On voit d’ailleurs que les concentrations en NO2 diminuent plus rapidement depuis que la LEZ bruxelloise est en place. Entre 2018 et 2022, on note par exemple une baisse de 29% à la station de mesure Molenbeek, de 31% à la station Ixelles et de 36% à la station Arts-Loi, trois endroits représentatifs de la pollution due au transport.
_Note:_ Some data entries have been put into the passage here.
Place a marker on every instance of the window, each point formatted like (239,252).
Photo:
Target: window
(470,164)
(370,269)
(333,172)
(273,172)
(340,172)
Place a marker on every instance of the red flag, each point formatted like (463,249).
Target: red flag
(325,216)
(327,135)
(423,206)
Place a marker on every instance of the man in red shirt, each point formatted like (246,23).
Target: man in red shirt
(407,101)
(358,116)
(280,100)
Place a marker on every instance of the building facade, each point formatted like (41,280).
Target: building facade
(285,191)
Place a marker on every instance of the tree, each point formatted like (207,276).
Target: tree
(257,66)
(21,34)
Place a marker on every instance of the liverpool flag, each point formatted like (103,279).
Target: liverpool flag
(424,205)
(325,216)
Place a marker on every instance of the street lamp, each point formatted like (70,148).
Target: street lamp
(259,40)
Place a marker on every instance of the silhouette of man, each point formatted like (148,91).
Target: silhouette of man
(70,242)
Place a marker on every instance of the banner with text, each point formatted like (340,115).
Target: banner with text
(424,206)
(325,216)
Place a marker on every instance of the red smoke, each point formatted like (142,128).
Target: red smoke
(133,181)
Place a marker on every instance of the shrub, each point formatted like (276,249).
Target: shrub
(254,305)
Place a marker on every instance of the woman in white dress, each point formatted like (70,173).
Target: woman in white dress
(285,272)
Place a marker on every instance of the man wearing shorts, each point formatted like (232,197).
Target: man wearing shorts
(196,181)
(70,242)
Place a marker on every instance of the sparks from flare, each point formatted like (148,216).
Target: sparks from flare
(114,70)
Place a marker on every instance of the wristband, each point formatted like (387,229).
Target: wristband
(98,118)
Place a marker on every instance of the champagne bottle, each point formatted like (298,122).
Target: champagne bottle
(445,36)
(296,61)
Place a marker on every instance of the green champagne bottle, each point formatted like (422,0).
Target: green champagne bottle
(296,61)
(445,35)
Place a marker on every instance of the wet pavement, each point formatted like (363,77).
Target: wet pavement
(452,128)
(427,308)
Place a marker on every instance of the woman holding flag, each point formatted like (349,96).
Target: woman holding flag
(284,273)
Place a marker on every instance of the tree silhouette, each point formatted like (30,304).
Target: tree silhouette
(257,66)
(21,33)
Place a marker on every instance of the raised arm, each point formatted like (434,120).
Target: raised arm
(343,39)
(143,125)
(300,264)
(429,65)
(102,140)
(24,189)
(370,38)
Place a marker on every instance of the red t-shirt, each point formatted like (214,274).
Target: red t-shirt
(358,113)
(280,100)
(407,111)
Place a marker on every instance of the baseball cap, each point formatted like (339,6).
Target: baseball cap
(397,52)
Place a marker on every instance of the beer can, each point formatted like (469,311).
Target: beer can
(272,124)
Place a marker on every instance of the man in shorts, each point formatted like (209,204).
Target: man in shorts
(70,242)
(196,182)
Évolution des concentrations de NO2 (µg/m3) en Région Bruxelloise

 

Les analyses en provenance d’autres villes montrent la même chose. À Londres par exemple, les émissions de NOx ont baissé de 27% sur le territoire de la LEZ. Et il est intéressant de noter que même en dehors de la LEZ la pollution a baissé, et n’a donc pas été déplacée du centre vers la périphérie.

Mais malheureusement ce n’est pas suffisant.

Comme on le voit sur le graphique ci-dessus, les niveaux de NO2, bien qu’en baisse, restent largement au dessus de la recommandation de l’Organisation Mondiale de la Santé (OMS), qui est de 10µg de NO2 par m3.

La raison ? La très grande majorité des véhicules qui circulent en Région Bruxelloise roule encore au diesel ou à l’essence.

En 2023 à Bruxelles, 97,6% des voitures et 99,1% des camionnettes roulaient au carburant fossile

 

Il est donc nécéssaire d’accélérer le calendrier de la Zone de Basses Émissions.

Depuis le 1er janvier 2022, les diesel Euro 4 et essence Euro 2 ne sont plus acceptés dans la LEZ. La prochaine étape aura lieu le 1er janvier 2027. Elle interdira les diesel Euro 5 et essence Euro 2. De nouvelles catégories de véhicules seront également concernées : les deux-roues motorisés (diesel interdits, et être au moins Euro 3 pour les motos (L3, L4, L5), ainsi que les poids-lourds (diesel minimum Euro 5).

La sortie complète du diesel est prévue en 2030 pour les voitures et les camionnettes légères. Les minibus et les camionnettes lourdes diesel pourront continuer à rouler jusqu’en 2035, et les bus urbains diesel jusqu’en 2036. Pour les autocars et les poids-lourds diesel, aucune interdiction n’est encore planifiée.

Concernant l’essence et le gaz, les scooters pourront rouler jusqu’en 2030 et les motos, voitures, camionnettes (légères et lourdes) et minibus seront autorisés jusqu’en 2035. Les bus urbains circuleront jusqu’en 2036. Et, là encore, aucune sortie n’est prévue pour les autocars et les poids-lourds.

Les véhicules hybrides (y compris les plug-in) doivent respecter les critères d’accès en fonction du carburant thermique du véhicule.

Calendrier de la LEZ bruxelloise

 

En plus d’améliorer grandement la qualité de l’air que nous respirons, la disparition des véhicules thermiques permettrait de lutter efficacement contre le changement climatique et la pollution sonore.

Des alternatives aux véhicules thermiques existent : dans une ville comme Bruxelles la mobilité active et/ou les véhicules partagés et/ou les transports publics permettent de se rendre partout. L’électrification des bus publics doit d’ailleurs également être accéléré. Olso a prévu de n’avoir plus que des bus électriques sur son réseau de transports en commun d’ici fin 2023. À Bruxelles il faudra attendre 2035…

Concernant le transport de marchandises, le nombre de camionnettes et de camions pourrait être grandement réduit en optimisant les livraisons (grâce aux points relais par exemple) et en utilisant plus les vélo cargos. Pour les camionnettes et les camions qui ne peuvent pas être supprimé.es, des alternatives électriques existent déjà ou seront disponibles très bientôt.

Il est cependant évident que ces changement ont un coût et qu’ils doivent, par conséquent, être accompagnés. Il serait par exemple bienvenu que les ménages les plus pauvres qui ont besoin d’une voiture et dont le véhicule sera prochainement interdit dans la LEZ, puissent bénéficier d’une aide économique pour acheter une voiture électrique.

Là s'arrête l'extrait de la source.